We utilize well-defined molecular materials to investigate charge transport and self-assembly processes across nano- and mesoscopic length scales. We have a special interest in developing the chemistry of modular, redox-active, building blocks – to explore how their properties change as they are combined to construct extended structures in 1D, 2D and 3D (see below), and how these may ultimately be exploited for applications in areas such as molecular-scale electronics or energy storage.

Research in the group involves the design and synthesis of organic, organometallic and coordination compounds, as well as the application of electrochemical and scanning probe microscope (SPM)-based methods to study these in solution, on surfaces and in the solid state.

1D. Charge-transport through redox-active single-molecules

The use of molecules to build electronic circuits was historically motivated by the rapid size reductions of conventional electronic components in line with Moore’s Law. Single-molecule devices represent the limit in device miniaturization, with work over the past two decades demonstrating that molecules can indeed function as nanoscale wires, switches and diodes. However, photolithographic technologies have since advanced to a point where they can produce circuits with feature sizes approaching molecular dimensions. Rather than working towards immediate technological applications, present-day efforts in molecular-scale electronics focus on the increased functionality of these materials over their solid-state counterparts as well as on fundamental structure-property relationships. Routine, reproducible studies at the single-molecule level are now possible using SPM-based methods, where ‘molecular junctions’ form via the self-assembly of components between nanogap separated electrodes. Where previous studies have primarily used redox-inactive compounds which typically limit the mode of transport to single-step tunneling, we are working to systematically investigate multi-site redox-active species in which sequential tunneling processes are thought to dominate.

2D. Complex, functional self-assembled monolayers (SAMs)

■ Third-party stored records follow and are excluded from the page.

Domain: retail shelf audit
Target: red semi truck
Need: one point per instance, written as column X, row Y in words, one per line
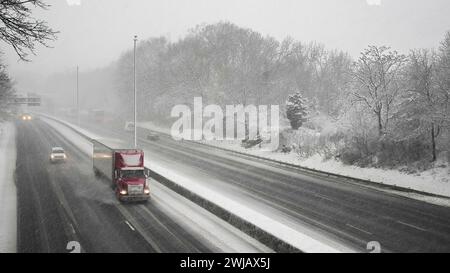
column 124, row 168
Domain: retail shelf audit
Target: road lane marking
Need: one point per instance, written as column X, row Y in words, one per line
column 130, row 226
column 362, row 230
column 413, row 226
column 323, row 197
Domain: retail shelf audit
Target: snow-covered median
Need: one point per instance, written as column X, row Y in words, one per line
column 434, row 181
column 268, row 220
column 8, row 195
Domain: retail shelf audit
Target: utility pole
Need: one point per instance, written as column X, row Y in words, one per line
column 135, row 104
column 78, row 106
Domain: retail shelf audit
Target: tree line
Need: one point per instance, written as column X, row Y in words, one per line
column 390, row 108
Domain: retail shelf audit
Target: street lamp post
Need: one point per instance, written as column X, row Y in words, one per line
column 134, row 85
column 78, row 106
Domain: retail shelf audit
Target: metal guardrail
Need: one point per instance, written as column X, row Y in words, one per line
column 319, row 173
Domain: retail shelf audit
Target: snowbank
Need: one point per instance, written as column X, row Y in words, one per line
column 8, row 195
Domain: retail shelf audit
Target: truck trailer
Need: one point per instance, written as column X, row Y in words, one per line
column 124, row 168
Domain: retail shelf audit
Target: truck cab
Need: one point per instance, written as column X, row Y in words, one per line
column 124, row 168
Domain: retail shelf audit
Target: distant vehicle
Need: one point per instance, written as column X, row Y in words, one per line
column 57, row 155
column 124, row 168
column 129, row 126
column 153, row 136
column 25, row 117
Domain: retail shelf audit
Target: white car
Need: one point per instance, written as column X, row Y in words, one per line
column 58, row 155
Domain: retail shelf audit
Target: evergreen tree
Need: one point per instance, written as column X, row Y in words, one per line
column 297, row 110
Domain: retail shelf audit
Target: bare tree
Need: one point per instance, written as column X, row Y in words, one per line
column 20, row 29
column 424, row 100
column 376, row 75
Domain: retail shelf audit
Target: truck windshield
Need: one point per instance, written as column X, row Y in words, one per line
column 132, row 174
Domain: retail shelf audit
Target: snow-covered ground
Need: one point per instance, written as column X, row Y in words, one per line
column 434, row 181
column 267, row 218
column 8, row 196
column 220, row 234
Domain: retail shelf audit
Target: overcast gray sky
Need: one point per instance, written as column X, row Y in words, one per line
column 95, row 32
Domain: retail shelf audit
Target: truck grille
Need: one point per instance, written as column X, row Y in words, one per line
column 135, row 189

By functionalizing surfaces with a single, often highly ordered, layer of chemisorbed molecules, it becomes possible to modify their properties at the nanoscale using organic chemistry. Such SAMs have been widely applied over the past 40 years: to protect reactive metal surfaces; probe fundamental electrochemical, charge transport and thermodynamic questions; alter metal work functions; or anchor proteins or catalysts. However, conventional approaches produce SAMs that exhibit severe limitations in terms of stability and/or function. Different strategies are being explored to address these issues, including the introduction of new surface-linker groups or the development of patterning techniques based on supramolecular interactions. We are particularly interested in how the structure and dimensionality of individual, electrochemically addressable, SAM components can be exploited to direct self-assembly. Post-assembly, we are developing in situ reaction chemistries that can impart additional function(s) and facilitate the construction of complex surface-based molecular architectures.

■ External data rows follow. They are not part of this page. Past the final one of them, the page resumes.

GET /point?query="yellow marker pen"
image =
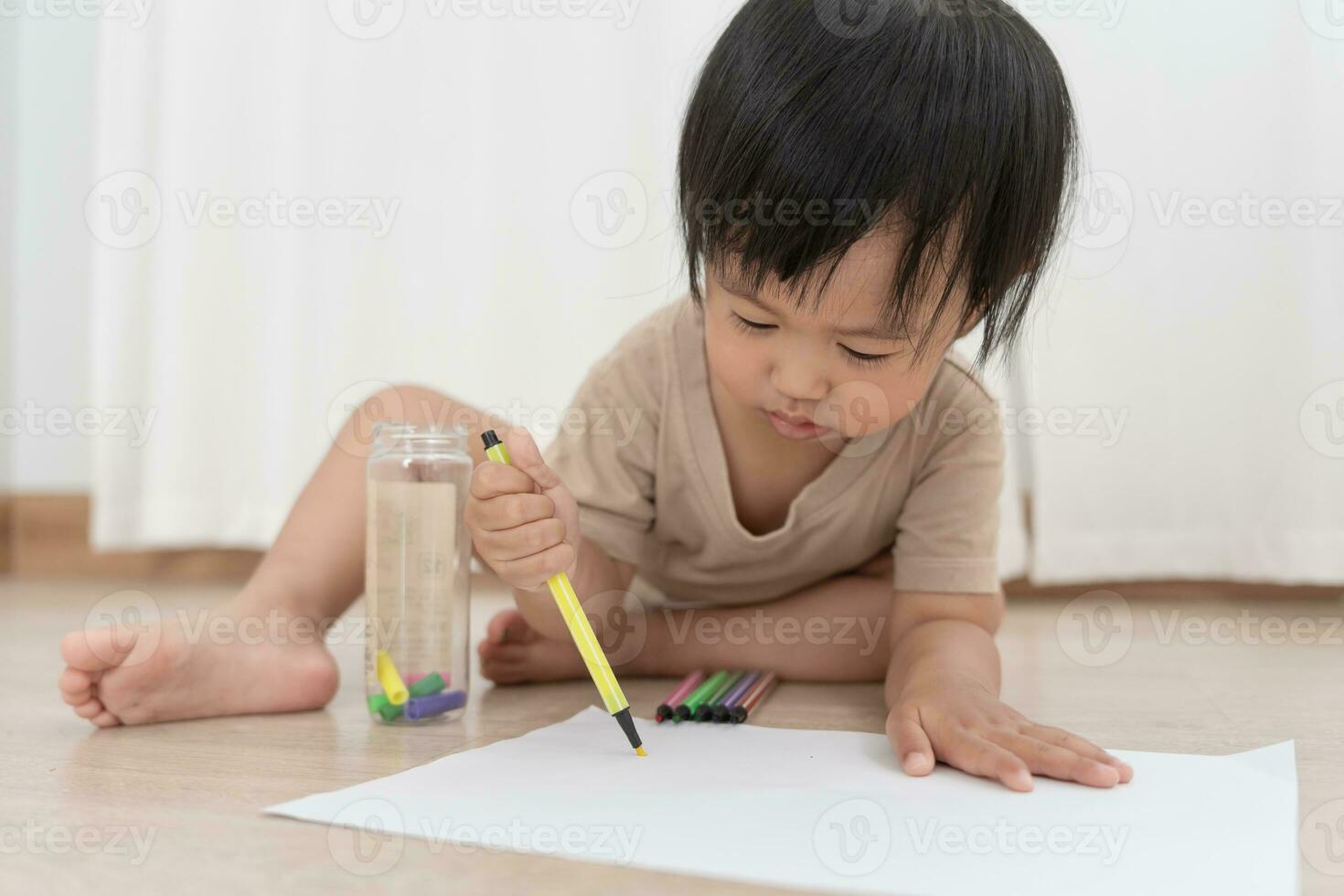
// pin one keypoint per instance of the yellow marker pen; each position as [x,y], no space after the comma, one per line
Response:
[391,680]
[580,629]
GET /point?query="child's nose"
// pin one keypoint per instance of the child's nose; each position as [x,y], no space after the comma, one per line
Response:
[800,383]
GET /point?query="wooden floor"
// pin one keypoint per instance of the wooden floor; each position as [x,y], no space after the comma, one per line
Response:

3D. ‘Covalent organometallic frameworks’ (COMFs) for energy storage

Metal- and covalent organic frameworks (MOFs and COFs) are emergent classes of crystalline, highly porous 2D and 3D materials. Whereas MOFs comprise metal centers or clusters bridged by coordinating organic ligands, COFs are built from purely organic materials linked by strong covalent bonds. These can be prepared in different topologies, readily modified post-assembly, and have been exploited for numerous applications ranging from gas storage to catalysis. Redox-active variants of such materials have recently emerged as promising candidates for electrochemical energy storage, though their use has been restricted by the poor stability and low electrical conductivity of the intrinsic framework structure. We are developing strategies to construct and characterize novel families of redox-active COMFs, where organometallic complexes are used directly as ‘struts’ and ‘nodes’. This approach takes advantage of the coordinative stability of these metal centers in different oxidation states

Selected publications


9)   M. S. Inkpen*, Y. R. Leroux, P. Hapiot, L. M. Campos and L. Venkataraman*, “Reversible on-surface wiring of resistive circuits”, Chem. Sci., 2017, 8, 4340 [link]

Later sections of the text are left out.